Compute Policies¶

Compute policies control which models a node is allowed to use and how metered API costs are handled.

Three Policies¶

Policy	Behavior	Cost
local_only	Only models with `is_local=True` (llama, mistral, phi, qwen, groq).	Zero Spark cost.
local_preferred	Try a local model first; fall back to a metered cloud model if no local model can handle the task. Metered costs are tracked and compensated.	Free when local succeeds; tracked when fallback occurs.
any	Use the fastest available model regardless of locality. All metered costs are tracked.	Metered costs tracked per call.

Hive and Idle Task Enforcement¶

When a node executes tasks on behalf of other users (hive dispatch or idle compute), the policy is enforced as at least local_preferred unless the node operator has explicitly opted into any. This prevents nodes from silently incurring cloud API costs for other users' workloads.

Configuration¶

Compute policy can be set at three levels (highest priority wins):

Environment variable: HEVOLVE_COMPUTE_POLICY=local_only|local_preferred|any
Database: NodeComputeConfig row for the node.
API: PUT /api/settings/compute with a JSON body containing the desired policy.

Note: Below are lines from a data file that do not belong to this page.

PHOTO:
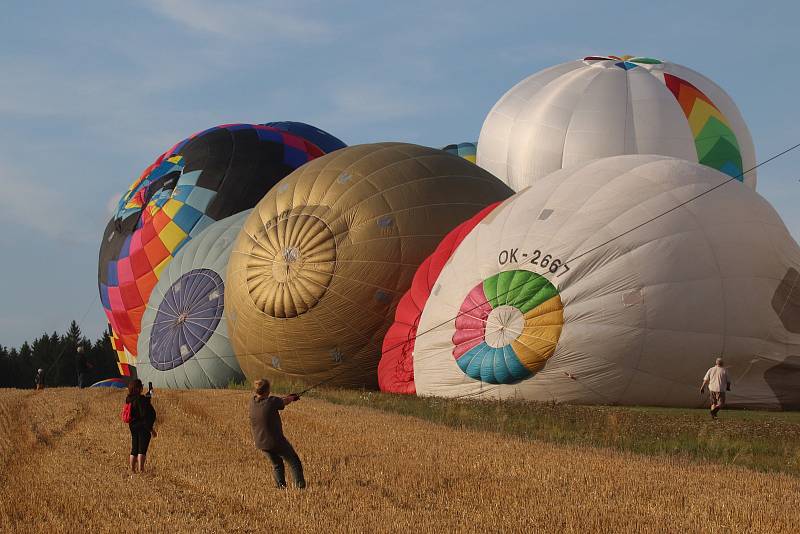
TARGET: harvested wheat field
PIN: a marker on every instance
(63, 456)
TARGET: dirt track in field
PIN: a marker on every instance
(63, 456)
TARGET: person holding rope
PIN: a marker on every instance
(716, 379)
(141, 418)
(267, 429)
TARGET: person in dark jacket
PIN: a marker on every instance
(142, 425)
(265, 422)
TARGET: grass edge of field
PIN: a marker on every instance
(684, 433)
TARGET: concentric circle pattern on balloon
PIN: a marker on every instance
(507, 327)
(187, 317)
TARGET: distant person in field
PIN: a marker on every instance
(265, 422)
(40, 379)
(83, 365)
(142, 424)
(718, 383)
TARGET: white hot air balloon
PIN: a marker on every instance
(562, 293)
(184, 341)
(608, 106)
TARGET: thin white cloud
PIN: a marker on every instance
(248, 20)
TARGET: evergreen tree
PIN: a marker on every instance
(56, 354)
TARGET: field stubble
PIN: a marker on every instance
(63, 455)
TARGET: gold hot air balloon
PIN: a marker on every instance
(319, 266)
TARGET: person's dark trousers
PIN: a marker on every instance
(277, 455)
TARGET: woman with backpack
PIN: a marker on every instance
(140, 415)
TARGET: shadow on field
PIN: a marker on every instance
(760, 440)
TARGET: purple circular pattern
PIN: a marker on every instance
(187, 317)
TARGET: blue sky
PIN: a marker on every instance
(91, 92)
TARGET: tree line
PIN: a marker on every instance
(57, 355)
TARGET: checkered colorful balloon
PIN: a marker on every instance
(208, 176)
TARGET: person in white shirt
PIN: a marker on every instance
(718, 383)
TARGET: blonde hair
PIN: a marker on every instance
(261, 387)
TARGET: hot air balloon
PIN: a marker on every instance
(396, 368)
(463, 150)
(209, 176)
(114, 383)
(325, 141)
(599, 285)
(321, 263)
(612, 105)
(184, 341)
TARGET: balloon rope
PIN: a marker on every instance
(692, 199)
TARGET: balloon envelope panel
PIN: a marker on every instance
(320, 265)
(612, 105)
(396, 368)
(463, 150)
(207, 177)
(325, 141)
(629, 317)
(184, 341)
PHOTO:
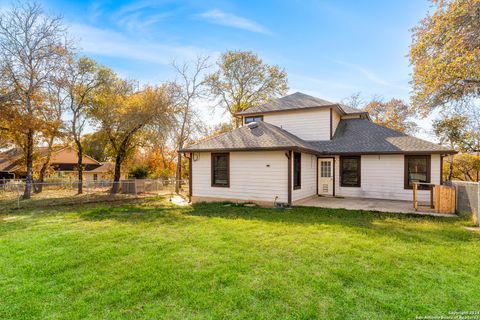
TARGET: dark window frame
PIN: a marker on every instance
(359, 161)
(297, 181)
(406, 184)
(212, 165)
(253, 119)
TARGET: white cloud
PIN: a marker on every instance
(113, 44)
(227, 19)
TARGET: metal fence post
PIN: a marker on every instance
(18, 197)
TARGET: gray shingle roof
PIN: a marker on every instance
(363, 136)
(297, 101)
(264, 136)
(353, 136)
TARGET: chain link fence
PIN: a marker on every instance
(66, 192)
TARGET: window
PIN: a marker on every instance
(220, 170)
(253, 119)
(297, 170)
(325, 169)
(417, 169)
(350, 171)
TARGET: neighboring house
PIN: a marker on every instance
(300, 146)
(63, 163)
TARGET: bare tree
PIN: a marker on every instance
(82, 77)
(188, 88)
(32, 47)
(243, 81)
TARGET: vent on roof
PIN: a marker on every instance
(252, 125)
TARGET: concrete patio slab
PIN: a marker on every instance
(368, 205)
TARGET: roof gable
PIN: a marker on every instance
(353, 136)
(298, 101)
(260, 136)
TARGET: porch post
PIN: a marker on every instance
(190, 178)
(289, 156)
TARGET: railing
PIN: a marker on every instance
(66, 192)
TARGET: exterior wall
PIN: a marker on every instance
(351, 116)
(306, 124)
(382, 177)
(254, 176)
(335, 121)
(308, 178)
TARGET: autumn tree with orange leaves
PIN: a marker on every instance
(32, 49)
(445, 54)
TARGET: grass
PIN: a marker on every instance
(150, 259)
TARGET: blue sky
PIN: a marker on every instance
(330, 49)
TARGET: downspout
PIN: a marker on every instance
(289, 172)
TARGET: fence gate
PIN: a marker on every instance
(468, 198)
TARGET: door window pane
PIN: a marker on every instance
(325, 169)
(417, 170)
(220, 170)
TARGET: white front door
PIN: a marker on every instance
(325, 176)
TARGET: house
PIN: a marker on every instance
(63, 163)
(300, 146)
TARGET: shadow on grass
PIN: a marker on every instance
(404, 227)
(408, 228)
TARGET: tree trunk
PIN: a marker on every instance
(79, 166)
(41, 177)
(29, 159)
(46, 164)
(178, 173)
(116, 175)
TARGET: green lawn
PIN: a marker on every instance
(153, 260)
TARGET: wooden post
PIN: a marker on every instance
(431, 197)
(190, 181)
(415, 204)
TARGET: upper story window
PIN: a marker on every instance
(417, 169)
(297, 170)
(253, 119)
(221, 170)
(350, 171)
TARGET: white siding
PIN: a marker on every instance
(382, 177)
(308, 178)
(254, 175)
(335, 121)
(306, 124)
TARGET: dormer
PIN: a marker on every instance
(307, 117)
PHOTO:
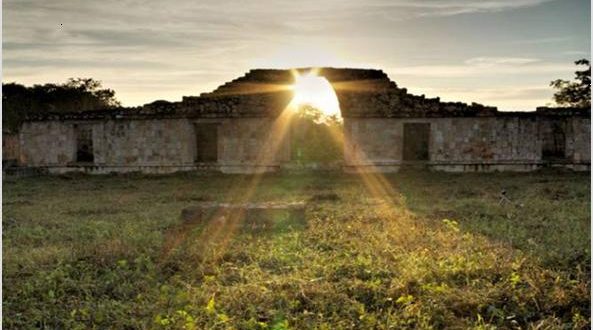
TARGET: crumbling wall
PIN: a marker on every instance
(464, 144)
(10, 148)
(46, 143)
(154, 145)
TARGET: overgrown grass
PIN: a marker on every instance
(440, 252)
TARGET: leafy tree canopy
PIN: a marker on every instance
(75, 95)
(575, 93)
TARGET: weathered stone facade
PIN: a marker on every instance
(385, 127)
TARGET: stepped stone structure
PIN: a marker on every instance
(240, 128)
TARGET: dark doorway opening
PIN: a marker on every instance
(416, 141)
(554, 142)
(206, 142)
(84, 143)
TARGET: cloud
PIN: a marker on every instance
(485, 66)
(495, 61)
(145, 47)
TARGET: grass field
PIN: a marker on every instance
(410, 250)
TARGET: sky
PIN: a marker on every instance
(502, 53)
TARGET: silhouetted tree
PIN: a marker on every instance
(316, 137)
(77, 94)
(574, 93)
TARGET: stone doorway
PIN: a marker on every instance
(416, 141)
(206, 135)
(84, 144)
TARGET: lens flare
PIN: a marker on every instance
(316, 91)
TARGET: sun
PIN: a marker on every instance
(311, 89)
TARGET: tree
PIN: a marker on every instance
(574, 93)
(75, 95)
(316, 137)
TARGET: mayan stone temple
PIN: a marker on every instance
(238, 128)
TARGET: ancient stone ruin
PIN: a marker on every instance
(237, 128)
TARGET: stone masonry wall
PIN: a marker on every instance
(463, 144)
(155, 145)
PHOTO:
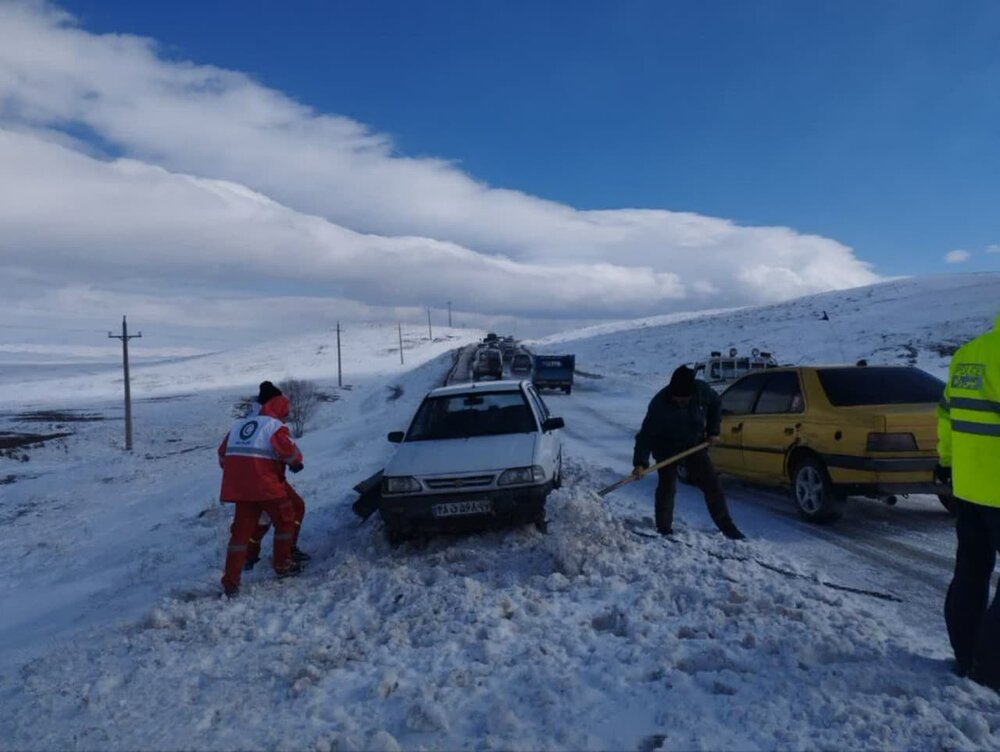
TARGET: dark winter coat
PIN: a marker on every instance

Interaction with Budget Gating¶

The compute policy is checked before estimate_llm_cost_spark(). If the policy forbids cloud models and no local model is available, the dispatch is rejected before any budget check occurs. See budget-gating.md.

Source Files¶

integrations/agent_engine/speculative_dispatcher.py
integrations/agent_engine/budget_gate.py
integrations/service_tools/vram_manager.py